Mr. Wallinger, is self-reflection important to you as an artist?
Self-reflection can be both literal and figurative, and it’s something that’s been developing in my work for quite a while. I think identity in a more social or cultural way was always a preoccupation of mine, and then in more recent years, it’s come down to something a bit more basic about myself; that’s to do with getting older, life events, things like that. Art has to have that personal drive or fascination or quest, at least for me, so reflection, illusions, perspective, and all those things that throw one back on one’s self and one’s own perceptions is something that I’ve always been fascinated by.
Is that why you often work with mirrors in your installations?
Yes, because the surface of the mirror is where the subject becomes an object. What a mirror does that fascinates me is it calls into question what one is and what one’s relationship is to oneself — and to the world in general. A perfect mirror throws back everything; every ray of light comes back to us and yet we know that what we’re looking at is without substance or weight.
“It opened up a space that was kind of magical because everything was defying gravity up there.”
So what does that mean for us as viewers when we see our own reflections in your mirrored art pieces, like your Self-Reflection, or Superego?
Well, Self-Reflection is a piece I initially made two years ago at Freud’s study in London where he had spent the last year of his life; I chose to mirror the ceiling of his study. I think we might have all had some kind of cartoon notion of our conscious selves versus our unconscious selves and I was trying to theatricalize that further. So the interesting thing was actually not the viewer’s reflection but that of the furniture and the room.
What do you mean?
It opened up a space that was kind of magical because everything was defying gravity up there. And a lot of people said that things look more crisp and vivid than the actual objects of his study. I think that’s another thing why I’m fascinated with mirrors because it suggests this other world.
So your art is more concerned with how it interacts with the space than with how it interacts with the viewer?
Not necessarily! In my show at Hauser & Wirth, it’s extremely visual, it’s very much about the viewer. You mentioned Superego, and that is a mirrored version of the New Scotland Yard revolving sign which I built and mirrored in a one-to-one scale. It revolves at the same speed and so the mirror moving round and the fact that one cannot catch their reflection in it, I think, denotes something about surveillance or something more powerfully omnipresent above our heads. You know, we can sometimes be surprised by these kinds of meetings in mirrors, and a revolving one, seeing it at certain angles… There’s a weird allure to that. I want us to marvel at things that momentarily alienate us or estrange us or just make us think about ourselves in a slightly different way.
Would a photo that I take with my camera or a self-portrait on my phone accomplish the same thing?
A selfie is different because it refers to you as a 2D image, and I think that takes us off to another dimension entirely. We are constantly fascinated with this magic that can be done with the camera in turning three dimensions into two. And that’s why every so often there’s a little phase for 3D cinema and then it goes away because, actually, we just love what that abstraction does.

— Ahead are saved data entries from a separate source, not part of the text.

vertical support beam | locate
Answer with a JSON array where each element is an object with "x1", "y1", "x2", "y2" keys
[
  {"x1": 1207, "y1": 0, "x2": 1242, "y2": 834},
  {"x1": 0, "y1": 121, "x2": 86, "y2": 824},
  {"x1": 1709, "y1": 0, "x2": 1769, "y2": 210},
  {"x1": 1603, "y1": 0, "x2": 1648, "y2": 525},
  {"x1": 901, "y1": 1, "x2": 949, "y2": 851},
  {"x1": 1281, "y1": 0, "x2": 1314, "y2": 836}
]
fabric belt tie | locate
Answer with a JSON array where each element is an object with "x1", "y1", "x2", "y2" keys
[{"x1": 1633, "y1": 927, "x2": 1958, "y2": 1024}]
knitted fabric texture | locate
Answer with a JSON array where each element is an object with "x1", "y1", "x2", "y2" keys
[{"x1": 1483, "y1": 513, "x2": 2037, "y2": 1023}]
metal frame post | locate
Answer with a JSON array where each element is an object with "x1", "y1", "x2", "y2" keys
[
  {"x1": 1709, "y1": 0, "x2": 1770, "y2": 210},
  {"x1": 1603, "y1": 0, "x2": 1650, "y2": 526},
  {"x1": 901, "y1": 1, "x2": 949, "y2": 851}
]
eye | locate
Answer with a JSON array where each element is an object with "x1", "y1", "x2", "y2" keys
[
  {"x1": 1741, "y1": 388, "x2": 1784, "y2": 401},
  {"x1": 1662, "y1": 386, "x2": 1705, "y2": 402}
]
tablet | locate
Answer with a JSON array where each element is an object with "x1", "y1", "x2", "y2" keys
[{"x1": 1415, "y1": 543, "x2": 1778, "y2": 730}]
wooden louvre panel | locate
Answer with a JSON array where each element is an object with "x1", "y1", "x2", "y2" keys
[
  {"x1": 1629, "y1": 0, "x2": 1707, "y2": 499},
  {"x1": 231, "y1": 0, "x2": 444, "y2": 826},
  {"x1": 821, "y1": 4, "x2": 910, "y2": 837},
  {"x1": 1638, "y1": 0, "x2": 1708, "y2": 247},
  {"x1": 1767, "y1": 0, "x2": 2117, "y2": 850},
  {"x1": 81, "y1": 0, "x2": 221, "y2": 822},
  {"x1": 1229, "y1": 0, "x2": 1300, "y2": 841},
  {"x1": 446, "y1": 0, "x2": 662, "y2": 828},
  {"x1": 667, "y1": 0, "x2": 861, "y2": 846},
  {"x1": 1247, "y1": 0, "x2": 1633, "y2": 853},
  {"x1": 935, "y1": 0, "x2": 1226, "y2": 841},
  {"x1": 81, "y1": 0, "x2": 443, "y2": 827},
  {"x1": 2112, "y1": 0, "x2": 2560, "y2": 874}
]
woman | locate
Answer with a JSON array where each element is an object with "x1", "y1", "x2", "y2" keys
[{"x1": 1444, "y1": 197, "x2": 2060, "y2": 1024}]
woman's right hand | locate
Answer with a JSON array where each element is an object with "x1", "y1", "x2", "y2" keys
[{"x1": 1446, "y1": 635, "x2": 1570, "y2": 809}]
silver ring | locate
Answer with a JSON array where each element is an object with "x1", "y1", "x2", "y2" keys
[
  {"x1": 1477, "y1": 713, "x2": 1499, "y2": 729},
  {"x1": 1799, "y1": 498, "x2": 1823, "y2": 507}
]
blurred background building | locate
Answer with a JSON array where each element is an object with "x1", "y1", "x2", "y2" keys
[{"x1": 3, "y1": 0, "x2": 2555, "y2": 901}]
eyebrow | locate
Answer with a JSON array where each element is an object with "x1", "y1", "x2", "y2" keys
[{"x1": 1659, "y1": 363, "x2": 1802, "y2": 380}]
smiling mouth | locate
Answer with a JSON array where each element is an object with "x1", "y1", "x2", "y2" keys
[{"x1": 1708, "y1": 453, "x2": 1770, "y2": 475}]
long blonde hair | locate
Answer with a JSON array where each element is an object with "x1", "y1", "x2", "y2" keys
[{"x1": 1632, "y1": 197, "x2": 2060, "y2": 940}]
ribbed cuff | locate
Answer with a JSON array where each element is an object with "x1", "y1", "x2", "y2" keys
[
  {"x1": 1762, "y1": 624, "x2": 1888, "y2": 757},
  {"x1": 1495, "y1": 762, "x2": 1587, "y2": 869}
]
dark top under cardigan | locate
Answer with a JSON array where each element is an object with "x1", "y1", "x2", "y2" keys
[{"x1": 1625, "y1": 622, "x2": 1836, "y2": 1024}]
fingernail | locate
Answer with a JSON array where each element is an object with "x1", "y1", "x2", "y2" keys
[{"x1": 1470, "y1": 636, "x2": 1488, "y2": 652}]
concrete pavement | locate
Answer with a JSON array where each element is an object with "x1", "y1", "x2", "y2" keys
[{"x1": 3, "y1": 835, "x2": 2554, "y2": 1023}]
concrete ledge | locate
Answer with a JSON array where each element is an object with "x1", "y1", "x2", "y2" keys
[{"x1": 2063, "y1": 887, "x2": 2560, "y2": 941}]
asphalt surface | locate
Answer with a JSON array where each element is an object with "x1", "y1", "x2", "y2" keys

What’s something that you’ve noticed about yourself in observing your reflection in the mirrors you work with?
(Laughs) Oh… Well, that I’m getting older, of course! With mirrors it’s interesting because it is beyond our capacity to actually imagine what it’s going to send back from any particular angle. Much of my new work is about looking, searching, seeing, all those mirrored terms. I mean, I’m really making these things because essentially I’m just intrigued and excited to see, “How’s that going to look? How’s that going to turn out?” I love the feeling when suddenly, what seems to be your idea simply becomes a good idea. It’s out there and it’s for everyone else. And I think that’s the kind of joy and the pleasure of being an artist.
“Art was something apart from all the hoops that life put me through. It really was something for myself.”
How do you know when something has become a good idea?
Somebody once referred to it as a sort of taste in the head. Some things come as a hunch, or these little revelatory moments, or a train of thought bears some kind of fruit. I think it’s this feeling that, “Perhaps I’d like to share this.” And then you put them out into the world and they have to get on with it themselves, so you hope they have an independent life. I suppose I’m fascinated with thresholds, with the liminal, with something about to become something else. And if the work operates like that, then it doesn’t need me or anyone pointing the way too much. Public works for me are quite important as well because I find the context of history incredibly stimulating. It throws up a lot more things to deal with, you know, the problem solving things that I enjoy doing.
Has art always been something fairly introspective for you?
I hope I make work that has an appeal to most people. But certainly, as far back as I can remember, I wanted to be an artist. Growing up, I very quickly realized that I didn’t fancy any of the jobs I ended up doing along the way but even more importantly, I found making art to be really absorbing and rewarding, it wasn’t a part of any kind of school curriculum. I used to draw and paint at home, and it was something apart from all the hoops that life put me through. It really was something for myself.